Wednesday, August 22, 2007

Software Dongles

There has been some criticism of Toon Boom’s decision to use software dongles for Storyboard Pro and Digital Pro (originally known as Solo).

For those of you unfamiliar with Software dongles, a dongle is a small piece of hardware which plugs into the computer to enable the software to run. Typically, it is a small USB plug which unlocks the software.

Note that Toon Boom’s main consumer product, Toon Boom Studio, does not have a dongle. It simply uses a serial number to unlock the software, but there is no “activation” such as software like Windows Vista.

I am normally not a fan of dongles, but for software in the price range of Storyboard and Solo/Digital Pro, I take the dongle as a necessary evil.

In defense of the dongle, let me make these points:

1. Animation software at the level and cost of Storyboard Pro and Solo\Digital Pro has a relatively small user base and is expensive to create. These are professional level products. Specialized software is always expensive.

2. Studio, an amazingly capable and complete software package, comes with no dongle. It also has an amazing price, given its capabilities. Despite its amazingly low price, it is also heavily pirated. The frequent updates on this product place the pirate users at a a disadvantage, but I would be highly distressed if my livelihood depended only on this product. I know the arguments of pirate users simply trying out software that they would never buy, but in this case, I believe Toon Boom is losing sales to the pirates. Each copy’s serial code allows Toon Boom to track the original offender, but the legal hoops needed to prosecute the initial pirate are overwhelming.

3. Another option is to tie the software to the hardware, sort of like Adobe Premiere. The problems with this are multiple:

a. I use my animation software on multiple machines. Obviously, I don’t do this all at the same time. I draw on my Tablet PC. I tend to organize and paint my animations on my desktop PC with its massive screen. When I’m traveling light, I use a tiny Fujitsu tablet PC with an 8 inch screen to draw animations. Using a dongle is simple. I simply move the dongle from machine to machine. This complies with the software agreement, since removing the dongle effectively uninstalls the software from the machine.

b. If I had to work with a set-up like Adobe Premiere, I could never do this. I would need to buy at least three separate copies of the software, even though I am just one user, using one version at a time. The activation process would require a lengthy tech support call the moment I uninstalled the software from one machine to move it to another machine. Plus, the total uninstall and then install process is very time and hassle intensive.

c. I am also frequently changing my main PC’s hardware. A few months back, my hard-drive became too small, so I backed it up to an image, installed a new drive, and then installed the image. Much to my distress, several copies of my various programs were inactivated because I changed my machine’s configuration. Talk about substantial delays! Again, with a dongle, this is not a problem.

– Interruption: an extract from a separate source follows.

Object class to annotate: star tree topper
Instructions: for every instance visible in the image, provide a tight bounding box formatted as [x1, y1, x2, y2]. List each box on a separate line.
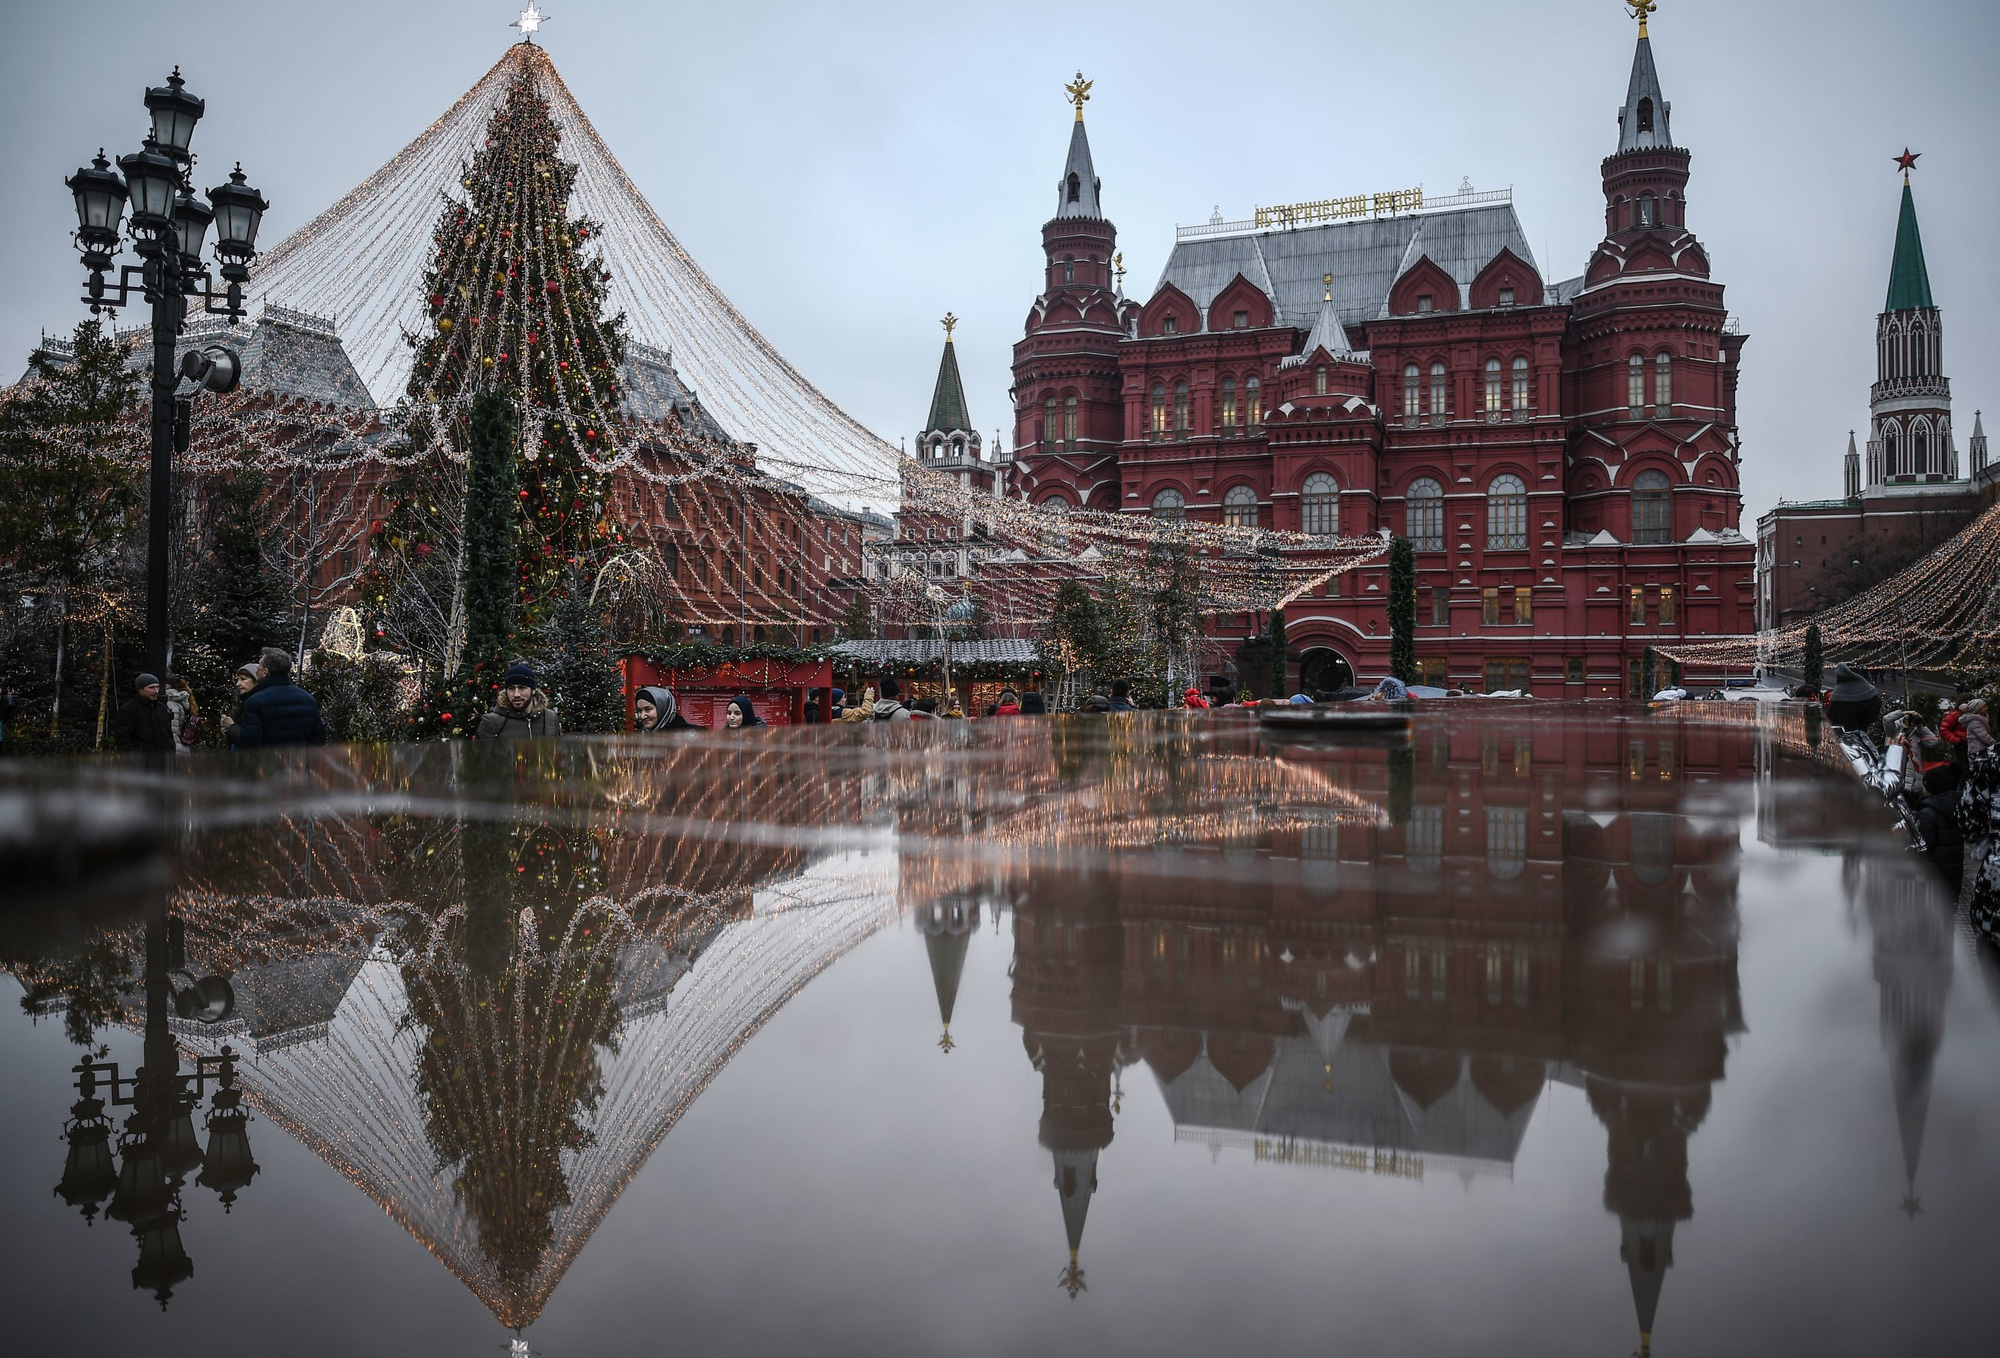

4. In essence, these pieces of software, which require complex activation schemes, also have a physical dongle: Certain components of your machine. Admittedly, these components are tough to lose and if you lose them, your hassle is not $250. It is simply hassle on the phone.

5. The other makers of high level animation software also have dongles. Toon Boom is not alone. For instance, Mirage (now TVPaint) also has a dongle.

6. EVERY piece of software that I use with a retail price approaching $1k or more has a dongle, using either a physical device or components of the machine, via complex activation schemes. Have you installed Microsoft Office lately?

My criticism of dongles:

1. For a laptop, dongles are a pain. They stick out and invite damage to the machine and the dongle.

2. The risk of loss makes me very paranoid.

3. The size of the Toon Boom dongles are tiny, meaning they are easy to lose. However, they do have the capabilities of being attached to a string or key-chain, such as with a typical flash memory drive. I have gone so far as to attach my dongles to such a string and add an attached old copy of my driver’s license. This makes it very difficult to lose the dongle.

4. If every software manufacturer demanded dongles, computing would become a major pain. Toon Boom recognizes this and limits the dongles to software that costs close to $1k or more.

In the end, as a business person, I accept that the dongle is inevitable with such a high level program. Frankly, now that I’ve paid a significant amount of money to buy the program, I get very angry at the thought that pirates might distribute such a program. Even a few lost sales of Solo or Storyboard Pro translate into many, many dollars.

Since, it is in my best interest for Toon Boom to be a very successful company, I put up the dongle.